In this paper we challenge the standard ways of how text-based recommender systems are trained and evaluated. We highlight the necessity of focusing on long-tail users and items, as those are the cases where the text-based prediction can potentially win over collaborative filtering methods. We also raise concerns of choosing datasets and data preparation for recommender training and evaluation. Finally, we reconsider the issue of how recommenders are evaluated, and propose drilling-down into different groups of users and items, as well as search-based evaluation as an alternative to solely measuring a global metric for context-free test points.
Ghazaleh Haratinezhad Torbati, Anna Tigunova, Gerhard Weikum. Unveiling Challenging Cases in Text-based Recommender Systems. In Perspectives on the Evaluation of Recommender Systems Workshop (PERSPECTIVES 2023), September 19th, 2023, co-located with the 17th ACM Conference on Recommender Systems, Singapore, Singapore.
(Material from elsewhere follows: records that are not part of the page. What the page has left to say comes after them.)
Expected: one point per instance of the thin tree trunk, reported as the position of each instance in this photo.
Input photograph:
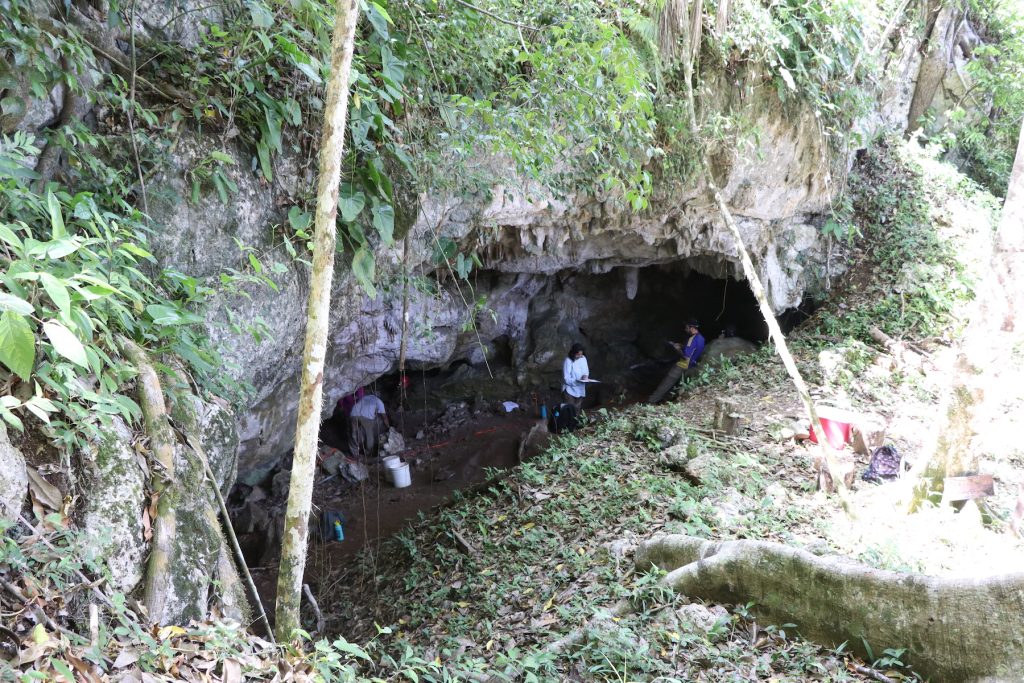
(158, 588)
(755, 283)
(293, 553)
(933, 65)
Recommender systems have achieved impressive results on benchmark datasets. However, the numbers are often influenced by assumptions made on the data and evaluation mode. This work questions and revises these assumptions, to study and improve the quality, particularly for the difficult case of search-based recommendations. Users start with a personally liked item as a query and look for similar items that match their tastes. User satisfaction requires discovering truly unknown items: new authors of books rather than merely more books of known writers. We propose a unified system architecture that combines interaction-based and content-based signals and leverages language models for Transformer-powered predictions. We present new techniques for selecting negative training samples, and investigate their performance in the underexplored search-based evaluation mode.
Ghazaleh Haratinezhad Torbati, Andrew Yates, Gerhard Weikum. Search-based Recommendation: the Case for Difficult Predictions. In WWW '23 Companion: Companion Proceedings of the ACM Web Conference 2023, pages 318–321, April 2023.
Poster can be downloaded here.
The experiments for this work are carried out on Amazon reviews for the book domain. The original dataset is obtained from the UCSD repository at https://nijianmo.github.io/amazon/index.html, based on the work of Jianmo Ni, Jiacheng Li, Julian McAuley: Justifying recommendations using distantly-labeled reviews and fined-grained aspect, EMNLP 2019.
Here we share the pre-processed user-item sets and their train-dev-test splits under the constraint that train and test samples have disjoint authors for each user. Further, we document the test-time selection of positive and negative datapoints, for three different modes of evaluation (standard, profile-based, and search-based).
Note that we avoid redundant data sharing, and publish only user and item identifiers that link to the original dataset where the full information is given. User-item reviews are in the "reviews" file, and item metadata (including title, category, and description) are in the "metadata" file in the original dataset repository.
|Data split with disjoint authors per user:|
|Negative test points for different evaluation modes:|
Code repository: https://github.com/ghazalehnt/SBR-Framework-difficult-case-study
Prior work on personalized recommendations has focused on exploiting explicit signals from user-specific queries, clicks, likes and ratings. This paper investigates tapping into a different source of implicit signals of interests and tastes: online chats between users. The paper develops an expressive model and effective methods for personalizing search-based entity recommendations. User models derived from chats augment different methods for re-ranking entity answers for medium-grained queries. The paper presents specific techniques to enhance the user models by capturing domain-specific vocabularies and by entity based expansion. Experiments are based on a collection of online chats from a controlled user study covering three domains: books, travel, food. We evaluate different configurations and compare chat-based user models against concise user profiles from questionnaires. Overall, these two variants perform on par in terms of NCDG@20, but each has advantages on certain domains.
Ghazaleh Haratinezhad Torbati, Andrew Yates, Gerhard Weikum. You Get What You Chat: Using Conversations to Personalize Search-based Recommendations. In Proceedings of the 43nd European Conference on Information Retrieval (ECIR 2021), pages 207-223, March 2021.
The dataset contains user data (filled questionnaires, chats, assessments) is downloadable here:
YGWYC_dataset_012021.zip (released on January 2021)
Please refer to the README for more details.
This data is licensed under Creative Commons BY-NC 4.0.
Prior work on personalizing web search results has focused on considering query-and-click logs to capture users' individual interests. For product search, extensive user histories about purchases and ratings have been exploited. However, for general entity search, such as for books on specific topics or travel destinations with certain features, personalization is largely underexplored. In this paper, we address personalization of book search, as an exemplary case of entity search, by exploiting sparse user profiles obtained through online questionnaires. We devise and compare a variety of re-ranking methods based on language models or neural learning. Our experiments show that even very sparse information about individuals can enhance the effectiveness of the search results.
Ghazaleh Haratinezhad Torbati, Andrew Yates, Gerhard Weikum. Personalized Entity Search by Sparse and Scrutable User Profiles. Proceedings of the Fifth ACM SIGIR Conference on Human Information Interaction and Retrieval (CHIIR 2020), pages 427-431, March 2020.